My brothers can be great, but they’re busy with their own lives, and as I’m the youngest, I think they see me as needy and childish, even though I’m over six feet and packed with muscle. They seem to forget that I was the youngest when we lost Mom, so I’ve been handling my own shit for technically a greater percentage of my life.

As if that wasn’t enough, a girl has burst into our lives with her foul temper and vicious mouth and her banging body and eyes that burn like fire. She’s started a war in my home that is spilling into everything because a bad atmosphere doesn’t remain contained. It leaches under doors and over furniture. It finds its way into every space.

So, instead of writing a paper, I ended up partying until the small hours. Instead of being physically and mentally prepared for training, I am tired and hungover and the focus of all of Coach’s wrath and frustration. My legs ache from the number of extra laps he made me do. And he’s pulling in the reserve QB for the next game because he doesn’t believe I deserve my place on the team right now.

He’s probably right.

I curse under my breath and rub the back of my neck as I contemplate how to approach the assignment I’m currently hunched over.

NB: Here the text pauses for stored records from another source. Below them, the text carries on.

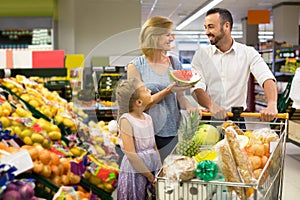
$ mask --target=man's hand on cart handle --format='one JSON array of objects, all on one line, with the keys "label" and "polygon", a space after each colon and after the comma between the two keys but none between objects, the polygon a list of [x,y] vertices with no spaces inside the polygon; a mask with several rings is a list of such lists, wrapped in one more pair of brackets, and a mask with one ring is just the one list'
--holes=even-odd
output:
[{"label": "man's hand on cart handle", "polygon": [[269,122],[275,119],[278,110],[277,110],[277,104],[269,105],[262,109],[260,112],[260,120],[264,122]]},{"label": "man's hand on cart handle", "polygon": [[225,119],[226,118],[226,110],[225,108],[219,106],[212,102],[211,106],[209,107],[209,111],[211,112],[211,116],[216,119]]}]

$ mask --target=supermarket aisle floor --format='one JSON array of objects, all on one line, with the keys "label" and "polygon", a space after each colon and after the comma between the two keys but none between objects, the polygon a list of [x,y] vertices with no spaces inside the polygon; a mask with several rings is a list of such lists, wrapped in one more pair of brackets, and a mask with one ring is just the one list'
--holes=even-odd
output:
[{"label": "supermarket aisle floor", "polygon": [[300,194],[299,180],[300,147],[287,143],[283,176],[283,200],[295,199]]},{"label": "supermarket aisle floor", "polygon": [[[283,176],[283,200],[295,199],[300,195],[300,147],[286,144],[286,156]],[[117,192],[112,194],[117,199]]]}]

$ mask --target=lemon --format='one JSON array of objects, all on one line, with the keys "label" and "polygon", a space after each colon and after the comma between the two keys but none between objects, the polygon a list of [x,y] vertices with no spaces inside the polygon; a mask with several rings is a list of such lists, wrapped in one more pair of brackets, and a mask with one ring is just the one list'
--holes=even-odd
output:
[{"label": "lemon", "polygon": [[33,134],[32,130],[29,128],[26,128],[24,130],[22,130],[22,132],[20,133],[21,138],[25,138],[26,136],[31,137]]},{"label": "lemon", "polygon": [[94,176],[94,175],[90,176],[89,181],[94,185],[98,185],[102,182],[100,178],[98,178],[97,176]]},{"label": "lemon", "polygon": [[41,134],[38,133],[32,133],[31,140],[33,143],[40,143],[42,144],[44,141],[44,137]]},{"label": "lemon", "polygon": [[32,145],[32,140],[29,136],[24,137],[23,142],[27,145]]},{"label": "lemon", "polygon": [[40,106],[39,101],[35,100],[35,99],[30,99],[28,102],[31,106],[33,106],[34,108],[37,108]]},{"label": "lemon", "polygon": [[3,102],[2,108],[4,110],[7,110],[7,112],[9,112],[9,113],[12,112],[12,107],[11,107],[10,103],[8,103],[7,101]]},{"label": "lemon", "polygon": [[1,118],[0,118],[0,121],[2,122],[2,126],[3,126],[4,128],[10,126],[10,121],[11,121],[11,120],[10,120],[9,118],[7,118],[7,117],[1,117]]},{"label": "lemon", "polygon": [[69,127],[69,128],[75,126],[74,121],[73,121],[72,119],[66,118],[66,117],[63,119],[63,124],[64,124],[66,127]]},{"label": "lemon", "polygon": [[41,145],[46,148],[46,149],[49,149],[50,146],[52,145],[51,141],[49,141],[48,139],[43,139],[43,141],[41,142]]},{"label": "lemon", "polygon": [[104,126],[105,126],[105,122],[104,122],[103,120],[100,120],[100,121],[98,122],[98,126],[99,126],[99,127],[104,127]]},{"label": "lemon", "polygon": [[104,182],[104,190],[107,192],[112,192],[114,190],[114,187],[110,183]]},{"label": "lemon", "polygon": [[30,100],[30,96],[29,96],[29,94],[22,94],[21,95],[21,99],[23,99],[24,101],[28,102]]},{"label": "lemon", "polygon": [[203,160],[214,160],[217,158],[217,152],[214,150],[203,150],[194,156],[196,162],[201,162]]},{"label": "lemon", "polygon": [[61,133],[58,131],[51,131],[48,133],[48,136],[51,140],[60,140],[61,139]]},{"label": "lemon", "polygon": [[79,157],[81,155],[81,149],[79,147],[73,147],[70,149],[73,156]]},{"label": "lemon", "polygon": [[253,133],[251,130],[247,130],[244,132],[244,135],[247,136],[248,138],[250,138],[253,135]]},{"label": "lemon", "polygon": [[54,119],[55,119],[55,121],[58,123],[58,124],[60,124],[60,123],[62,123],[63,122],[63,117],[62,116],[59,116],[59,115],[56,115],[55,117],[54,117]]},{"label": "lemon", "polygon": [[21,136],[22,130],[19,126],[13,126],[13,130],[19,137]]}]

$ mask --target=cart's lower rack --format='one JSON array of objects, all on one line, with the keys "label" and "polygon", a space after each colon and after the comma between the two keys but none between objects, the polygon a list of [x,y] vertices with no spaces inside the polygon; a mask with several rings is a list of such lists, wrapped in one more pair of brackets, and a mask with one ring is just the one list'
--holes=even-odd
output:
[{"label": "cart's lower rack", "polygon": [[[251,200],[278,199],[281,184],[281,170],[274,177],[269,177],[263,185],[253,189]],[[199,179],[190,181],[171,181],[164,177],[157,178],[158,200],[240,200],[228,187],[254,188],[256,185],[230,183],[223,181],[204,182]]]}]

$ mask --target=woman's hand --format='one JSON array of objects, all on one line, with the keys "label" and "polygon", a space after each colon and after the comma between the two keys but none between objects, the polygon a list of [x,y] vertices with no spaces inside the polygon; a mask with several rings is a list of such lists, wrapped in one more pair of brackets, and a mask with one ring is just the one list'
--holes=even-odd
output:
[{"label": "woman's hand", "polygon": [[199,112],[199,117],[201,118],[201,117],[202,117],[202,109],[201,109],[201,108],[195,107],[195,106],[192,106],[192,105],[186,106],[186,112],[187,112],[188,114],[193,113],[193,112],[196,112],[196,111]]},{"label": "woman's hand", "polygon": [[181,92],[181,91],[185,91],[185,90],[191,89],[192,87],[193,87],[192,85],[189,85],[189,86],[178,86],[177,82],[173,82],[167,88],[171,92],[176,93],[176,92]]}]

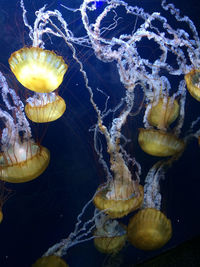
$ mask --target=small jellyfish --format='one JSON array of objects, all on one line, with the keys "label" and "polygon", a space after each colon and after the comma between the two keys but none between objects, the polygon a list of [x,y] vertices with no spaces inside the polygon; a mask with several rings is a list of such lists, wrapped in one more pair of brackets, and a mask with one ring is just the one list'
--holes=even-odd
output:
[{"label": "small jellyfish", "polygon": [[93,235],[97,250],[106,254],[115,254],[124,247],[127,239],[125,225],[110,219],[104,213],[96,217],[95,225],[96,230]]},{"label": "small jellyfish", "polygon": [[69,267],[69,265],[60,257],[51,255],[39,258],[32,267]]},{"label": "small jellyfish", "polygon": [[200,101],[200,70],[193,69],[185,75],[187,89],[191,96]]},{"label": "small jellyfish", "polygon": [[59,119],[66,109],[65,100],[52,93],[35,93],[26,100],[25,113],[29,120],[37,123]]}]

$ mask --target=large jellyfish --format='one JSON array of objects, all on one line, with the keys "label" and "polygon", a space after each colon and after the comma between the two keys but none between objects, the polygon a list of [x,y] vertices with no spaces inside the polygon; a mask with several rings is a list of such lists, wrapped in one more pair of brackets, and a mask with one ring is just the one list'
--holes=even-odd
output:
[{"label": "large jellyfish", "polygon": [[142,250],[161,248],[172,236],[171,221],[160,211],[159,182],[164,178],[165,165],[167,162],[160,161],[149,170],[145,179],[143,208],[129,221],[129,241]]},{"label": "large jellyfish", "polygon": [[24,114],[24,105],[15,91],[8,87],[2,73],[0,87],[7,108],[7,111],[0,109],[0,117],[4,124],[1,137],[0,179],[11,183],[27,182],[37,178],[47,168],[50,153],[47,148],[33,140]]}]

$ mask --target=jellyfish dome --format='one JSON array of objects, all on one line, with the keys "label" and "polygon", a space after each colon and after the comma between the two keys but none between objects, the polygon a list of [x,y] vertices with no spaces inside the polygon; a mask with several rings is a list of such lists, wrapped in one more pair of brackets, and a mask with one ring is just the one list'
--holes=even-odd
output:
[{"label": "jellyfish dome", "polygon": [[39,93],[57,89],[68,68],[61,56],[39,47],[21,48],[10,56],[9,64],[24,87]]},{"label": "jellyfish dome", "polygon": [[69,265],[60,257],[51,255],[39,258],[32,267],[68,267]]},{"label": "jellyfish dome", "polygon": [[185,148],[184,141],[176,135],[156,129],[140,128],[138,142],[144,152],[157,157],[172,156]]},{"label": "jellyfish dome", "polygon": [[107,186],[100,186],[94,197],[94,205],[105,210],[111,218],[121,218],[138,209],[143,202],[144,190],[143,186],[139,185],[135,194],[130,194],[132,183],[133,181],[112,181]]},{"label": "jellyfish dome", "polygon": [[166,103],[164,103],[164,99],[160,98],[158,103],[152,103],[152,108],[148,114],[148,122],[159,129],[168,128],[177,119],[178,115],[179,104],[176,99],[171,101],[168,97]]},{"label": "jellyfish dome", "polygon": [[[98,220],[98,222],[97,222]],[[127,239],[127,227],[117,220],[112,220],[102,213],[95,221],[96,230],[93,235],[94,245],[102,253],[111,254],[119,252]]]},{"label": "jellyfish dome", "polygon": [[52,93],[37,93],[26,100],[25,113],[29,120],[37,123],[55,121],[59,119],[66,109],[65,100]]},{"label": "jellyfish dome", "polygon": [[171,221],[157,209],[142,209],[130,219],[128,239],[136,248],[159,249],[169,241],[171,236]]},{"label": "jellyfish dome", "polygon": [[35,142],[16,142],[0,154],[0,179],[23,183],[37,178],[47,168],[49,150]]},{"label": "jellyfish dome", "polygon": [[190,94],[200,101],[200,70],[191,70],[185,75],[185,81]]},{"label": "jellyfish dome", "polygon": [[[22,183],[37,178],[48,166],[49,150],[37,144],[24,114],[24,105],[0,73],[1,97],[7,110],[0,108],[4,125],[1,135],[0,179]],[[14,115],[14,116],[12,116]]]}]

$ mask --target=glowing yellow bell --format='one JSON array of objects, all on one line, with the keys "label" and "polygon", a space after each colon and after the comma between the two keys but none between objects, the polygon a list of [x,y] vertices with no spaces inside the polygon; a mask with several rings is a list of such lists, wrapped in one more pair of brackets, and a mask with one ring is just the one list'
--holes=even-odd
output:
[{"label": "glowing yellow bell", "polygon": [[32,267],[68,267],[69,265],[60,257],[51,255],[39,258]]},{"label": "glowing yellow bell", "polygon": [[44,123],[59,119],[65,112],[65,109],[66,104],[64,99],[57,95],[55,101],[47,104],[44,103],[39,106],[34,105],[34,103],[26,104],[25,113],[29,120]]},{"label": "glowing yellow bell", "polygon": [[128,224],[130,243],[142,250],[159,249],[169,241],[171,236],[171,221],[156,209],[140,210]]},{"label": "glowing yellow bell", "polygon": [[24,87],[39,93],[57,89],[68,68],[62,57],[39,47],[24,47],[12,53],[9,64]]},{"label": "glowing yellow bell", "polygon": [[108,188],[103,188],[100,186],[98,188],[97,194],[94,197],[94,205],[99,210],[105,210],[111,218],[121,218],[130,212],[138,209],[143,203],[144,190],[143,186],[139,185],[138,195],[133,195],[128,199],[108,199],[106,194]]},{"label": "glowing yellow bell", "polygon": [[185,81],[190,94],[200,101],[200,70],[191,70],[185,75]]},{"label": "glowing yellow bell", "polygon": [[167,157],[182,152],[183,140],[175,135],[154,129],[139,129],[138,142],[144,152],[152,156]]},{"label": "glowing yellow bell", "polygon": [[[121,226],[125,229],[124,234],[119,236],[104,236],[104,237],[95,237],[94,245],[98,251],[101,253],[111,254],[119,252],[125,245],[127,234],[126,234],[126,226]],[[94,231],[94,236],[98,235],[97,231]]]},{"label": "glowing yellow bell", "polygon": [[158,103],[154,105],[148,115],[148,122],[152,126],[159,129],[168,128],[168,126],[176,120],[179,115],[179,104],[177,100],[171,103],[171,98],[167,98],[167,103],[164,103],[163,98],[160,98]]},{"label": "glowing yellow bell", "polygon": [[9,183],[31,181],[41,175],[50,160],[49,150],[33,142],[15,144],[0,154],[0,179]]}]

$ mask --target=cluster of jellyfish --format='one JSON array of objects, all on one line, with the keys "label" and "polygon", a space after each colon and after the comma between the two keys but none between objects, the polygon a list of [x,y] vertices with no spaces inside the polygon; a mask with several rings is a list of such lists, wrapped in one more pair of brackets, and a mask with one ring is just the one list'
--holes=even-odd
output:
[{"label": "cluster of jellyfish", "polygon": [[[101,13],[95,13],[94,20],[91,14],[98,9],[98,2],[83,0],[78,9],[63,7],[69,12],[80,12],[87,35],[77,37],[69,29],[60,11],[49,11],[46,7],[36,12],[32,27],[21,0],[23,20],[29,29],[32,46],[15,51],[9,58],[9,65],[17,80],[33,92],[26,99],[25,106],[0,73],[1,97],[4,102],[4,109],[0,108],[4,125],[1,131],[0,179],[1,199],[4,201],[10,193],[5,182],[23,183],[35,179],[45,171],[50,161],[48,149],[34,141],[28,119],[36,123],[51,122],[60,118],[66,109],[64,99],[55,90],[62,83],[68,66],[61,56],[45,49],[42,39],[44,34],[62,38],[71,49],[90,95],[88,101],[97,115],[93,129],[94,148],[104,169],[106,182],[99,185],[93,198],[83,207],[74,231],[49,248],[34,267],[67,266],[61,257],[68,249],[91,239],[99,251],[108,254],[119,252],[127,241],[141,250],[163,247],[172,237],[172,225],[161,211],[160,181],[165,178],[173,162],[180,158],[191,138],[198,139],[200,136],[200,130],[193,131],[194,125],[199,122],[197,118],[191,124],[188,134],[180,137],[187,91],[200,101],[200,39],[193,22],[181,16],[180,11],[165,0],[161,3],[163,10],[168,11],[178,22],[186,23],[189,33],[183,29],[173,29],[160,13],[148,14],[142,8],[129,6],[120,0],[101,1]],[[137,17],[139,26],[131,34],[105,38],[104,33],[112,33],[118,20],[115,18],[108,28],[102,26],[103,21],[113,11],[117,15],[118,8]],[[143,39],[153,41],[159,47],[159,56],[154,61],[140,56],[138,45]],[[102,111],[95,102],[94,90],[90,87],[75,45],[89,47],[103,62],[116,63],[124,86],[124,97],[113,109]],[[175,57],[176,67],[168,63],[169,53]],[[168,75],[160,75],[163,69]],[[175,92],[170,84],[172,76],[180,77]],[[147,154],[163,158],[150,168],[144,183],[140,181],[141,166],[126,152],[124,142],[128,140],[121,132],[135,105],[136,88],[142,89],[144,95],[138,112],[145,103],[144,127],[139,129],[138,143]],[[113,117],[109,123],[106,120],[108,117]],[[106,148],[102,146],[102,139],[107,144]],[[105,153],[109,155],[109,162],[104,159]],[[130,171],[130,165],[135,166],[134,173]],[[90,204],[95,207],[93,217],[82,222],[81,216]],[[3,219],[2,205],[0,221]],[[132,212],[135,213],[128,226],[118,221]]]}]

Just as I feel like I have a strategy straight in my head, there’s a knock at the door.

“Tobe. You in there?”

It’s Danny, and before he even says anything, I know he’s bringing trouble with him.

I love my brother, but sometimes he doesn’t know when to stop. This situation with Cora has him gritting his teeth like a starving dog with a juicy bone.

“I’m here,” I say, “Come in.”

The doorknob twists, and Danny appears, lit up from behind by the huge crystal chandelier in the hallway. His ridiculously handsome face is etched with a mix of excitement and amusement, and behind him is a girl I think I recognize. She steps forward, and I squint, racking my brain for a name.

Thalia. Talina. Tillie. What is it?

“You remember Tonie,” Danny says, tugging her forward.

“Of course,” I say, wincing at the lie, and then I remember like a wave crashing over rocks. Tonie was the first girl I shared with Danny. She’s the same age as my brother. They were at college together. I was only sixteen, and the whole experience blew my mind.

It says something about my sex life since that something so pivotal has been pushed to the recesses of my memory.

“She’s here for a do-over.”

Tonie smiles as a flush creeps up her chest, stark against the bright white of the tank she’s wearing.

“I’m studying,” I say. “This paper is due tomorrow.”

“You can spare an hour,” Danny says, and there’s no room for disagreement in his tone.